All this is by way of an introduction to talking about Sam Byers’ debut novel, Idiopathy. If, like me, you’re a lover of beautiful sentences, the first chapter will let you know you’ve picked up the right book. The story is about three friends, Katherine, Daniel and Nathan. Katherine and Daniel used to be a couple; now they are not. Two of the three have moderate to serious mental-health issues, and the third merely has a good dose of twenty-first century anguish. Not a lot actually happens: the three characters go about their daily lives, making and avoiding major and minor decisions. There are some crises, some turning points; things happen to people and the people think about them.
That’s about all I’m prepared to say on the subject of the plot since demanding a plot of this book would be like saying that the purpose of an hour-long hot bath with champagne is to get clean. Byers is excruciatingly good at that thing Alan Bennett describes: “The best moments in reading are when you come across something – a thought, a feeling, a way of looking at things – which you had thought special and particular to you. And now, here it is, set down by someone else, a person you have never met, someone even who is long dead. And it is as if a hand has come out, and taken yours.” In Byers, what reaches out is nothing so sappy as a hand to hold yours. Strangle you, perhaps, or steal your wallet, but you recognise it nonetheless. Here’s Katherine trying to improve her social situation: “She pined for [a sense of connection with others]; drew it towards her, felt herself open ever so slightly outwards, and then recoiled, convinced that the happiness she’d sought was now a responsibility to be managed in much the same way as she managed the height of chairs and the temperature of the air-con: a series of small adjustments which would result, as she made them, in the gradual erosion of her core.”

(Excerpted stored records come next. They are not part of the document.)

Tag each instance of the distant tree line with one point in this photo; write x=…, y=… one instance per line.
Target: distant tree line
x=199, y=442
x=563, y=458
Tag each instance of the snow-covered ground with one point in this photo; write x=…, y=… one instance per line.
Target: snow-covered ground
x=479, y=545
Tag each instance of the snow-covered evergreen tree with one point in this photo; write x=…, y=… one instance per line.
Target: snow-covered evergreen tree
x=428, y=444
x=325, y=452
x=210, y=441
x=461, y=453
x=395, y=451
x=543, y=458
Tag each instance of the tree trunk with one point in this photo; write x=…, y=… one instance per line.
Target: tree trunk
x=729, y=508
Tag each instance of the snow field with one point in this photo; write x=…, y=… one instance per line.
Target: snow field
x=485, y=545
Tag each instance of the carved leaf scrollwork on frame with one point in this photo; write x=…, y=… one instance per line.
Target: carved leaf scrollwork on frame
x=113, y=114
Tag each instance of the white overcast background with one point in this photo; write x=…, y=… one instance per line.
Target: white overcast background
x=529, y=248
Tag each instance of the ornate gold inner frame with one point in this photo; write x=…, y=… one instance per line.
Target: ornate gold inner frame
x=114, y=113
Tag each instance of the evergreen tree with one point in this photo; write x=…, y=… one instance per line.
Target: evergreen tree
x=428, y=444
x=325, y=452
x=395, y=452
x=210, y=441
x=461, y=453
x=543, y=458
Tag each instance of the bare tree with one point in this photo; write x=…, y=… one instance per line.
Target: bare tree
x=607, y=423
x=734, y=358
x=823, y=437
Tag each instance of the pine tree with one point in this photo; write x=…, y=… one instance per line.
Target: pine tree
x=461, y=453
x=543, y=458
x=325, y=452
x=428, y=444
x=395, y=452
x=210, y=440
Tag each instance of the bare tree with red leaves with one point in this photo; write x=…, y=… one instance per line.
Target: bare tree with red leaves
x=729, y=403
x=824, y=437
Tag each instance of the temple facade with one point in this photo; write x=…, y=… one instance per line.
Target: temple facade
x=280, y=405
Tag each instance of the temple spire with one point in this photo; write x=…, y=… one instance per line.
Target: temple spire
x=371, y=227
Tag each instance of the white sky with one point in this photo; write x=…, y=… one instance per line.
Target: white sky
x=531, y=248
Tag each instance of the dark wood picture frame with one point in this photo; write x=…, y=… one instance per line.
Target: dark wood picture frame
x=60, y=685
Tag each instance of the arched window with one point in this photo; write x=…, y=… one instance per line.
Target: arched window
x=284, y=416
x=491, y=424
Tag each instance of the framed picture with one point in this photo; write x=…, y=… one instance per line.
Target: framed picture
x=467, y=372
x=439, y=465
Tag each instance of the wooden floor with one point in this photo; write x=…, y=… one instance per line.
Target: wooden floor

I’m a little on the fence about the ending, a semi-climactic scene with all three characters, plus Daniel’s new girlfriend Angelica, in the same room. On the one hand it’s well done, and Byers has resisted the presumably strong temptation to fall into farce. On the other, is a novel like this that takes place so much inside the characters’ heads, really served by the characters actually meeting up and attempting, in their twisted ways, to hash things out (or screw them up entirely, as the case may be)? Ah, plot, the bugbear of the literary writer; its absence the cause for shrill complaint from so many readers. Why do I read? Not for something as easily obtainable as story, not often. Story is everywhere: the Daily Mail, Jerry Springer, those magazines by the supermarket checkout promising the details of how Brangelina have adopted three Martian babies while getting divorced on a recent intergalactic Buddhist retreat. Just to be clear, Idiopathy does have a plot and a story, it’s simply that they are incidental to the sheer pleasure of the writing.
Idiopathy is a book that is always on the delicious verge of undermining itself with a kind of faux-earnest archness but somehow always stays true to its characters: they might not be entirely impressed with Byers’ portrayal of them, but they can’t accuse him of mocking. This is good, because mocking, however clever, is too easy and has ruined many an otherwise very intelligent and astute state-of-the-middle-classes novel. Read this book. There’ll be more from Sam Byers.